ATHENS (MNI) – Members of parliament from Greece’s ruling Socialist
party have put a brake on a potential new aid package for the country,
threatening to oppose new deficit-cutting measures if the government
tries to put them on a fast-track without first consulting its own MPs.

The government is currently working with officials from the
European Commission, the International Monetary Fund and the European
Central Bank on a package of new measures to be implemented in exchange
for new aid of around E60 billion to help Greece meet financing
obligations falling due in 2012 and 2013.

The contemplated new measures include another round of job cuts in
the public sector and an expedited privatization of state assets, which
is being strongly urged by the Commission, the IMF and the ECB.

In a letter to Prime Minister George Papandreou, reported Thursday
in the Greek newspaper Proto Thema, 16 parliamentary members belonging
to Papandreou’s own party demanded to be briefed about the ongoing
negotiations and requested a meeting of the party’s economic and
parliamentary commitees discuss all aspects of the plan before the
government tries to present it for a vote in parliament.

The MPs suggest that should the government try to pass the measures
on an “emergency vote,” as it has done with the previous rounds of
measures, they would vote against it, the newspaper reported.

Their demands could be a problem for the government, which is under
extreme pressure for quick approval of measures not only from the
so-called troika — the Commission, IMF and ECB — but also, and even
more so, from financial markets.

“We shouldn’t be called once again at the last minute for an
emergency vote regarding a new plan, when we know that the first one has
failed,” Panayotis Kouroumplis, one of the MPs who co-signed the letter,
was quoted as saying.

The letter declared: “Today’s unprecedented crisis calls for a
national, united, serious and responsible front. A year ago we embarked
on a big effort with painful sacrifices. Nobody would have thought that
these sacrifices would not bring the expected results. But a year later
we find ourselves in the same crucial situation. Why?”

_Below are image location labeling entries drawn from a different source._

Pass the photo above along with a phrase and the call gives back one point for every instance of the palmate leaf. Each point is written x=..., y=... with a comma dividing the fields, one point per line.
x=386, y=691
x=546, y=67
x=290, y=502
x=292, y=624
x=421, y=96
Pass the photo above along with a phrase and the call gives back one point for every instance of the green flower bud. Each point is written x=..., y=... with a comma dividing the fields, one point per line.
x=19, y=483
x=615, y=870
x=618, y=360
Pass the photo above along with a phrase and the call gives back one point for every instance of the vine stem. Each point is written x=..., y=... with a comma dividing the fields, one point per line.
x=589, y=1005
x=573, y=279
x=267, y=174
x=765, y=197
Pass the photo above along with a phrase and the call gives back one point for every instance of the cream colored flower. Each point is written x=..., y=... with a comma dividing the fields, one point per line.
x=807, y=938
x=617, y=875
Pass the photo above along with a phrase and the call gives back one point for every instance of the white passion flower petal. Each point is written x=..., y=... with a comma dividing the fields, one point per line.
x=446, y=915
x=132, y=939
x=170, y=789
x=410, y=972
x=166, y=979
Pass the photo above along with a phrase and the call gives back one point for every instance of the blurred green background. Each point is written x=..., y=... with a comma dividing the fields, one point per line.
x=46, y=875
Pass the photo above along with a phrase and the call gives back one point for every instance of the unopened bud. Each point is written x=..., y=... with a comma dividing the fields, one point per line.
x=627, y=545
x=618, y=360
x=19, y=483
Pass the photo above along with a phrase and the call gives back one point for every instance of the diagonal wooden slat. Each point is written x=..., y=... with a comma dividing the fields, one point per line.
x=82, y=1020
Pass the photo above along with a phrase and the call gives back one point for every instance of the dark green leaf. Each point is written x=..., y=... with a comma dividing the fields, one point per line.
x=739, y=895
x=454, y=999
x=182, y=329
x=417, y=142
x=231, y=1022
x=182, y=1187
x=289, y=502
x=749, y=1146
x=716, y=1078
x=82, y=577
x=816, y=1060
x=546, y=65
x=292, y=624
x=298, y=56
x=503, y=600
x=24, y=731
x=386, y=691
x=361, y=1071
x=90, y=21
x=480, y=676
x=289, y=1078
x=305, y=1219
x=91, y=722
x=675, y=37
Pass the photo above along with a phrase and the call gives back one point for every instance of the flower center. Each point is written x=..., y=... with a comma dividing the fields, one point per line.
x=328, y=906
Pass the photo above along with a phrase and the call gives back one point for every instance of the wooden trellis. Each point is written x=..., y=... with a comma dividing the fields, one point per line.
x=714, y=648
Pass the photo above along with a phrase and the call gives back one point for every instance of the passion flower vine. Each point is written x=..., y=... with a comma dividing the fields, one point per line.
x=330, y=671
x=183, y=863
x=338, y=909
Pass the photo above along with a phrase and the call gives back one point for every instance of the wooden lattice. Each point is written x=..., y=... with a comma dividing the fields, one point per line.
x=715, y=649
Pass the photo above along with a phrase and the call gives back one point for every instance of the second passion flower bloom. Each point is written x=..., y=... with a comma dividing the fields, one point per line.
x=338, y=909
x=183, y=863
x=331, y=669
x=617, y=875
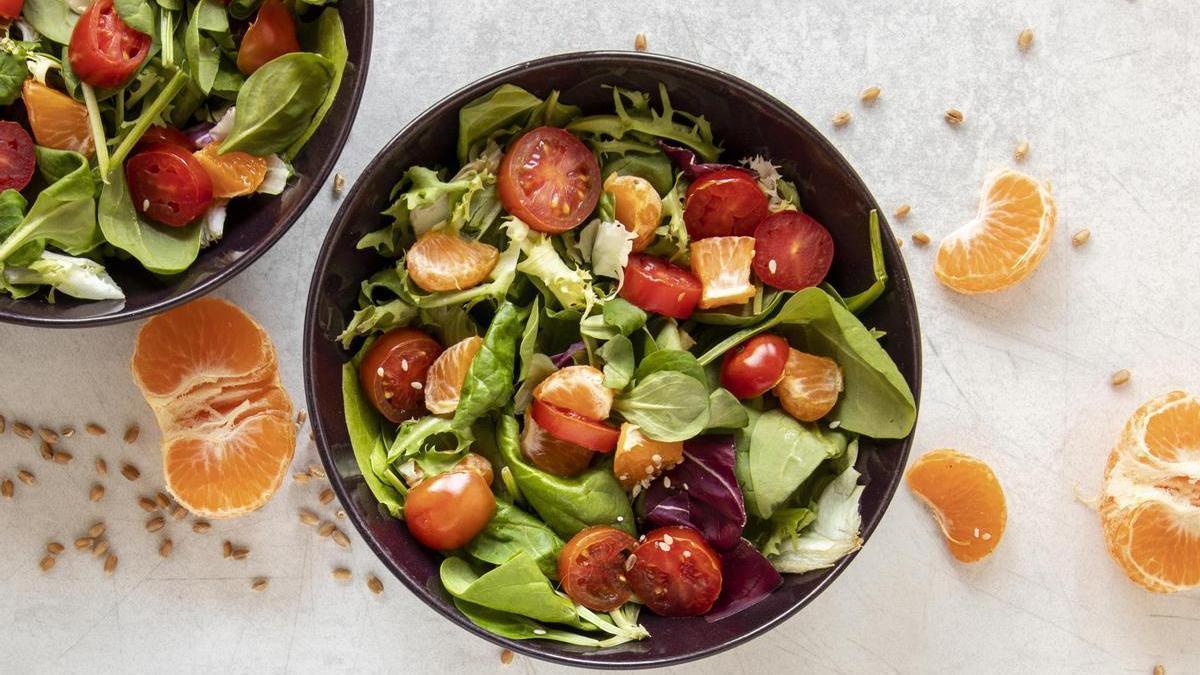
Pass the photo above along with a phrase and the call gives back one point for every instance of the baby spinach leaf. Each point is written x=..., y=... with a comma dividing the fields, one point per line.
x=489, y=382
x=567, y=505
x=667, y=405
x=513, y=531
x=330, y=42
x=160, y=249
x=516, y=586
x=277, y=103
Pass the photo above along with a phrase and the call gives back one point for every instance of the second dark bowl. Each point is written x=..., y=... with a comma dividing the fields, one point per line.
x=748, y=121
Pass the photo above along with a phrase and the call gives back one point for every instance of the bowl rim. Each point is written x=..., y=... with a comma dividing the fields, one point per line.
x=897, y=275
x=357, y=88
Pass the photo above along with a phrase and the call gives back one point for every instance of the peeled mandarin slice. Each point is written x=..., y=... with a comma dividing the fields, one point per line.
x=1150, y=503
x=1007, y=239
x=443, y=381
x=442, y=261
x=965, y=499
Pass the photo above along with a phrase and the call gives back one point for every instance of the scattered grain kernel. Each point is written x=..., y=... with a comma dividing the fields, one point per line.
x=1025, y=40
x=130, y=472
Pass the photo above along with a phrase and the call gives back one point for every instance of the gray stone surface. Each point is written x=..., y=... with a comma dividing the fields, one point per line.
x=1107, y=99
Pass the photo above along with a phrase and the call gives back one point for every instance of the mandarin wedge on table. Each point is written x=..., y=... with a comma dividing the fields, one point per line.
x=1150, y=505
x=210, y=375
x=1006, y=240
x=965, y=499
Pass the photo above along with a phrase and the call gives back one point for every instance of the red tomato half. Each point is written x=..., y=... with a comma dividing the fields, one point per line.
x=391, y=366
x=550, y=180
x=754, y=366
x=105, y=52
x=676, y=573
x=661, y=287
x=592, y=567
x=724, y=203
x=449, y=509
x=11, y=9
x=567, y=425
x=168, y=185
x=271, y=35
x=792, y=251
x=17, y=160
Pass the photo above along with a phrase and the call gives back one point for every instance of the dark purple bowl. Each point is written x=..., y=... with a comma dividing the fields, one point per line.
x=747, y=120
x=252, y=226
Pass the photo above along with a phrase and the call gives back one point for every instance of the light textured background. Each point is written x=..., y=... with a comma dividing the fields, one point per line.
x=1108, y=101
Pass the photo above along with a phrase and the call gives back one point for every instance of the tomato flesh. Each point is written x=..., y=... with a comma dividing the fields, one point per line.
x=592, y=567
x=168, y=185
x=792, y=251
x=550, y=180
x=573, y=428
x=393, y=365
x=724, y=203
x=271, y=35
x=448, y=511
x=754, y=366
x=676, y=573
x=17, y=159
x=661, y=287
x=105, y=52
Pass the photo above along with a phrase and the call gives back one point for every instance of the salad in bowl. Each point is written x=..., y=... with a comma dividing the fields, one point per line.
x=600, y=368
x=127, y=127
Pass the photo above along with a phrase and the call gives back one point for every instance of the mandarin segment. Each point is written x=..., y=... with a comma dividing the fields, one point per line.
x=965, y=499
x=1007, y=239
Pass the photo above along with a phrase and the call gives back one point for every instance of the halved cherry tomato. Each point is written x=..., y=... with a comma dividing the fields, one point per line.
x=659, y=286
x=393, y=372
x=271, y=35
x=592, y=567
x=550, y=180
x=159, y=133
x=792, y=251
x=551, y=454
x=754, y=366
x=676, y=573
x=11, y=9
x=17, y=160
x=567, y=425
x=449, y=509
x=168, y=185
x=724, y=203
x=105, y=52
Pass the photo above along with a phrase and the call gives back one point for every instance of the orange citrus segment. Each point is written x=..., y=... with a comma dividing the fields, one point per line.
x=58, y=120
x=1006, y=240
x=234, y=173
x=441, y=261
x=810, y=386
x=229, y=470
x=577, y=388
x=1150, y=503
x=443, y=382
x=965, y=499
x=636, y=205
x=723, y=264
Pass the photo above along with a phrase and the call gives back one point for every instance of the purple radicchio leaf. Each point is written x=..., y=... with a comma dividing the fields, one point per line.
x=567, y=357
x=701, y=493
x=685, y=161
x=747, y=577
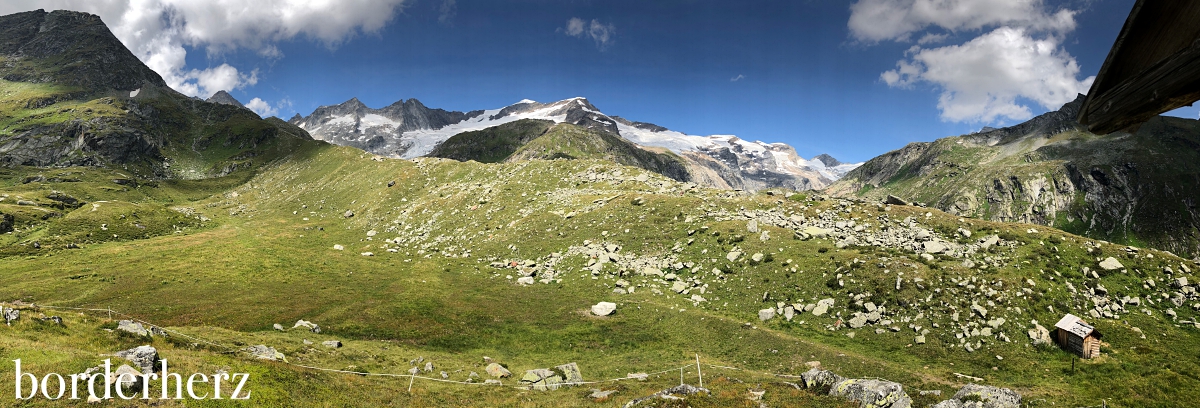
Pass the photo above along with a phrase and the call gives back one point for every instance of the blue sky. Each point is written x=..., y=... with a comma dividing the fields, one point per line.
x=850, y=78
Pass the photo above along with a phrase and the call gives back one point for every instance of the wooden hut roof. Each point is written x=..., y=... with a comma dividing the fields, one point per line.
x=1153, y=67
x=1073, y=324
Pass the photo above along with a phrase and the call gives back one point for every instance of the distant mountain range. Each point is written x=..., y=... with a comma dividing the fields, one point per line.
x=1137, y=189
x=408, y=129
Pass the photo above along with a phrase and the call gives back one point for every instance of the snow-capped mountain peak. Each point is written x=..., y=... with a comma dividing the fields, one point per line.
x=408, y=129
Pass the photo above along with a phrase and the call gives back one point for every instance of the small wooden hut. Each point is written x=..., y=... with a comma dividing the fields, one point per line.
x=1078, y=336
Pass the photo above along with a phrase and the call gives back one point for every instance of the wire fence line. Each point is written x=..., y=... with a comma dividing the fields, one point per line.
x=411, y=377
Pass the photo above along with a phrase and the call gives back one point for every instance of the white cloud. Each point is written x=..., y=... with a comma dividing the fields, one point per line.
x=873, y=21
x=159, y=30
x=575, y=27
x=984, y=78
x=262, y=108
x=595, y=30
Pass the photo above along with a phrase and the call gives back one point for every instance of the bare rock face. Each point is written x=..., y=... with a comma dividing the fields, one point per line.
x=1050, y=171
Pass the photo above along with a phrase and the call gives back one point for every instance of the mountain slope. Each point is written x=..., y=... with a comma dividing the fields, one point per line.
x=544, y=139
x=718, y=161
x=1123, y=187
x=492, y=144
x=72, y=95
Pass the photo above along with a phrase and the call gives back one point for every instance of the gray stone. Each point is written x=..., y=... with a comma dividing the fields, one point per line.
x=144, y=357
x=497, y=371
x=990, y=396
x=873, y=393
x=822, y=306
x=604, y=309
x=1039, y=335
x=306, y=324
x=541, y=379
x=10, y=315
x=571, y=372
x=264, y=353
x=132, y=328
x=816, y=377
x=132, y=378
x=1110, y=264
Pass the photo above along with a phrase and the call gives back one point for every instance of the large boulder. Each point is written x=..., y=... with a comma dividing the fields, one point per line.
x=604, y=309
x=1039, y=335
x=541, y=379
x=10, y=315
x=144, y=357
x=306, y=324
x=265, y=353
x=816, y=377
x=983, y=396
x=571, y=372
x=1110, y=264
x=497, y=371
x=873, y=393
x=132, y=328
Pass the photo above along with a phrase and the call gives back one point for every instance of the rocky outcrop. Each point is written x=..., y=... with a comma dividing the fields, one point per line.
x=1120, y=187
x=982, y=396
x=868, y=393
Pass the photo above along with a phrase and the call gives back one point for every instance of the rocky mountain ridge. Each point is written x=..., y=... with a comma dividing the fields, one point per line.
x=1123, y=187
x=73, y=95
x=718, y=161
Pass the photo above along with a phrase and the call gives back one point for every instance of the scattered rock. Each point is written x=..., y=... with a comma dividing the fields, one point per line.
x=983, y=396
x=265, y=353
x=597, y=394
x=570, y=372
x=669, y=394
x=497, y=371
x=541, y=379
x=873, y=393
x=125, y=377
x=306, y=324
x=10, y=315
x=604, y=309
x=1110, y=264
x=130, y=327
x=822, y=306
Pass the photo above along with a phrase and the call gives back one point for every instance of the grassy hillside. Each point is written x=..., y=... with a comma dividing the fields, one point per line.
x=463, y=233
x=1133, y=189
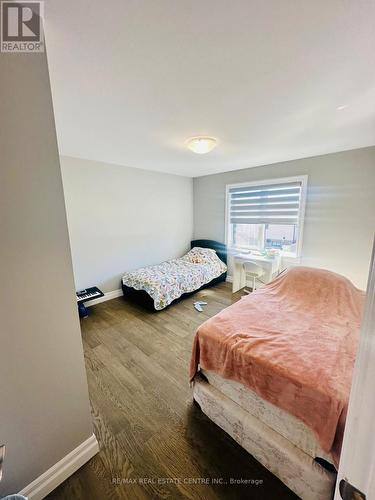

It went on to cite, “widespread concern that the vote on a [new]
medium-term plan will be called as an emergency vote, while the same
tactics seem to be implemented regarding the vote on our national
resources and privatizations.”

The letter implied there may be some constitutional problems with
what the government is planning to accept from the outside institutions
that are providing the aid.

“These are decisions that will determine Greece’s future for
decades to come and can only be taken with the utmost respect for our
democratic constitution,” the MPs wrote.